Didn't they say at one point they were going to be a direct competitor of Netflix? Given this change in philosophy I don't see how that seems feasible...

RvLeshrac:

So you're saying that only Hulu exists, there are no longer any other methods for distribution, or revenue streams?

16% of viewers now watch online rather than paying cable. So cable costs 100s and hulu nothing, no loss of revenue there then. When Hulu started streaming it was a bonus revenue, the numbers using didn't effect the subscription base. Now that significant numbers are using it instead of subscription is it surprising that cable companies move to stop the haemorrhage of income? Its not like the cable companies are refusing to stream it you just have to wait 1 week.

albino boo:

RvLeshrac:

So you're saying that only Hulu exists, there are no longer any other methods for distribution, or revenue streams?

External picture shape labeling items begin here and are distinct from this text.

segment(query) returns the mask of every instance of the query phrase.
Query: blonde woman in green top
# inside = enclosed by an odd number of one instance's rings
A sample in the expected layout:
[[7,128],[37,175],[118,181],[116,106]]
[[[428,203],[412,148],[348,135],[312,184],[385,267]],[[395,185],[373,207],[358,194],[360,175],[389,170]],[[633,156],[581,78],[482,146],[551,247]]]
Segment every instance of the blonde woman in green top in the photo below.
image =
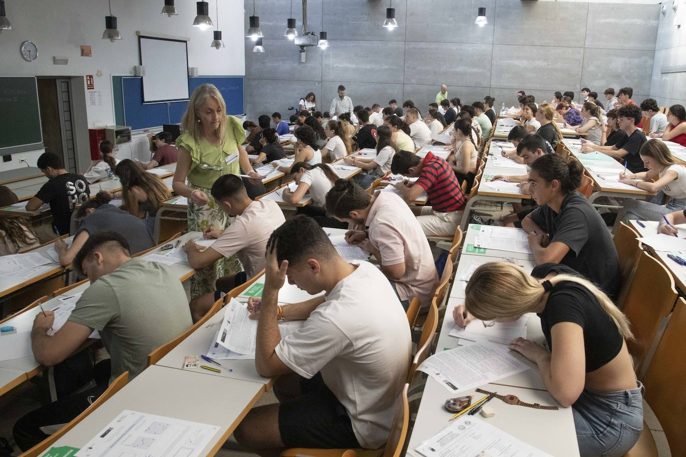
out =
[[[239,175],[243,170],[260,182],[241,146],[244,132],[241,121],[226,115],[226,105],[215,86],[201,84],[193,91],[181,125],[183,134],[176,139],[178,159],[172,186],[177,194],[188,197],[188,230],[204,232],[210,226],[224,230],[226,215],[210,195],[214,182],[223,175]],[[220,260],[197,271],[191,279],[191,295],[213,291],[215,280],[225,269],[237,273],[242,267],[234,256],[226,262]]]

16% of viewers now watch online rather than paying cable. So cable costs 100s and hulu nothing, no loss of revenue there then. When Hulu started streaming it was a bonus revenue, the numbers using didn't effect the subscription base. Now that significant numbers are using it instead of subscription is it surprising that cable companies move to stop the haemorrhage of income? Its not like the cable companies are refusing to stream it you just have to wait 1 week.

I'm sorry, I clearly went the wrong route using by using words instead of funny pictures.

http://theoatmeal.com/comics/game_of_thrones

albino boo:

RvLeshrac:

Because there's absolutely no other way you could ever find to grab those episodes.

Seriously, they can post them same-day and get ad revenue from us, or they can delay them and get nothing.

So your argument is sell it at loss or we steal it?

The money you pay the cable companies doesn't go towards the financing of the shows. At all. That's all paid for by their advertisers. Every single cent you pay the cable company goes to the cable company and nowhere else. That's why most cable channels still have commercials. The ones that don't are "premium" channels that have special arrangements with the cable companies to get a portion of the money you pay for them.